On 8/30/06, Steve Summit scs@eskimo.com wrote:
If it's possible to guarantee it gets kept, it's possible to guarantee it only gets kept for a day.
False (unless you're splitting hairs).
// If you remove the line after the next or refactor this code, we will // flay the living flesh from your bones $db->write("$IP visited this page, yay") $db->check_if_stuff_is_over_a_day_old_and_deal_with_it(); // If you remove the above line or refactor this code, we will flay the // living flesh from your bones
Okay, but that's true only as long as (a) the stats factor is in the thousands,
No, it's true as long as it's above one. Even if it's just two, someone making two page views would have a 75% chance of getting one hit through, instead of a 50% chance: a major difference.
(2) nobody's trying to deliberately skew the results.
If anybody is, we're screwed anyway if we're doing sampling.
But also, it only *matters* if you're trying to keep (not discard) the extra hits, i.e. if you do want to say something like "M people viewed it N times" as opposed to "M people viewed it at least once".
Um, this entire discussion is about the latter.

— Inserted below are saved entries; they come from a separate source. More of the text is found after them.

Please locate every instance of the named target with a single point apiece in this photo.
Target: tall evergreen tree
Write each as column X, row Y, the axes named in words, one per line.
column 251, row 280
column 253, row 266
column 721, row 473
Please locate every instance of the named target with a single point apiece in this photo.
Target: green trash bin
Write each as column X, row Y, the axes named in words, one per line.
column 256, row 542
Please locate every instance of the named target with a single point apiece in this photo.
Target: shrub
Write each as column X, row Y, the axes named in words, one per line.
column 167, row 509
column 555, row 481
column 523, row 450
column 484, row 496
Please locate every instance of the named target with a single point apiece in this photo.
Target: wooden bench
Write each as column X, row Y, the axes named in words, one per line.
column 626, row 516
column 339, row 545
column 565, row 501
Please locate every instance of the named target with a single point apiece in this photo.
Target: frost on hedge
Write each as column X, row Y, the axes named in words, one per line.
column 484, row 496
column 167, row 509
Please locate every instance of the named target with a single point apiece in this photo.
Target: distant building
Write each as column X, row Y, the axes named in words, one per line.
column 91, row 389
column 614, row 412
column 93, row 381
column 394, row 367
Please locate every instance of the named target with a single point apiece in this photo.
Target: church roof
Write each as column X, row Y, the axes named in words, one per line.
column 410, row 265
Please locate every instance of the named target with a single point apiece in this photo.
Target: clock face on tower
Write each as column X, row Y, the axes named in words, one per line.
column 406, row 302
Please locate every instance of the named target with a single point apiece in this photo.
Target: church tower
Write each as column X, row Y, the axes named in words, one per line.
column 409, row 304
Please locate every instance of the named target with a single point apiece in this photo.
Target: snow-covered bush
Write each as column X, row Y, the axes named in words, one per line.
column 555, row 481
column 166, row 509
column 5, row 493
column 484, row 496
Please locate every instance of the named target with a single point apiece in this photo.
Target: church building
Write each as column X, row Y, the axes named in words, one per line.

If you're interested in discarding redundant hits, it obviously doesn't matter whether the browser or the server does it.
Except that the server can't do it.
On 8/30/06, Gregory Maxwell gmaxwell@gmail.com wrote:
H(secret + ip) can only be inverted by exhaustive search of both the secret and the IP (or the secret if you happen to have some known H(), IP pairs)... and the secret can be much longer than 32 bits.
Except that presumably anyone with access to the actual encoded IPs will have access to the secret as well, yes? Or are we talking about letting *anyone* see the encoded IP-pageview correlations? In which case, that is kind of a privacy violation, in the AOL style.
(You could always change the secret, of course . . . first check if H(secret(1) + ip) exists, and if it does, use H(secret(2) + ip) instead if that doesn't exist, and so forth . . . but then there's no point in making it public, and we're back to the "anyone who knows the encoded IPs knows the secret anyway" thing.)